Timo Sirainen wrote:
On Mon, 2008-06-02 at 23:25 +0100, Ed W wrote:
Hi
- deliver: Added -c parameter to provide path to delivered mail. This allows maildir to save identical mails to multiple recipients using hard links.
Funnily enough it was on my todo list to whip up a small perl program to go and scan my maildirs and figure out if this theoretical idea actually amounted to anything.
Algorithm would be this:
Open each message, scan for first blank line. SHA the rest of the message, store the SHA in a hash (along with the message size) rinse and repeat and see if we end up with any hashes showing count greater than 1...
This would represent the best case that we could achieve assuming body content fixed and we find some way to manage variable headers.
Somewhat faster way would be to get a list of file sizes first and not bother checksumming any files which have a unique size.

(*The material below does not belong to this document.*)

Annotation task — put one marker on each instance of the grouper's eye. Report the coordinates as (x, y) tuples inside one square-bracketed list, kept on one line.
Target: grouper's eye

Could do, but I was trying to expand to the case that the headers were different, but the body was the same (eg I suspect that mailing list managers might deliver emails one by one (verp), but the body is not customised. Anyway, just wanted to checksum the body of the message not the whole message
Actually the motivation for this was I was wondering about the benefit of a storage backend where the body was stored per file and the headers were stored separately (perhaps in a maildir type format). I haven't looked to see if this is what dbox does already...
I have been looking at git and brackup for backing up maildirs and it's got me thinking a bit more about mail storage algorithms
Ed W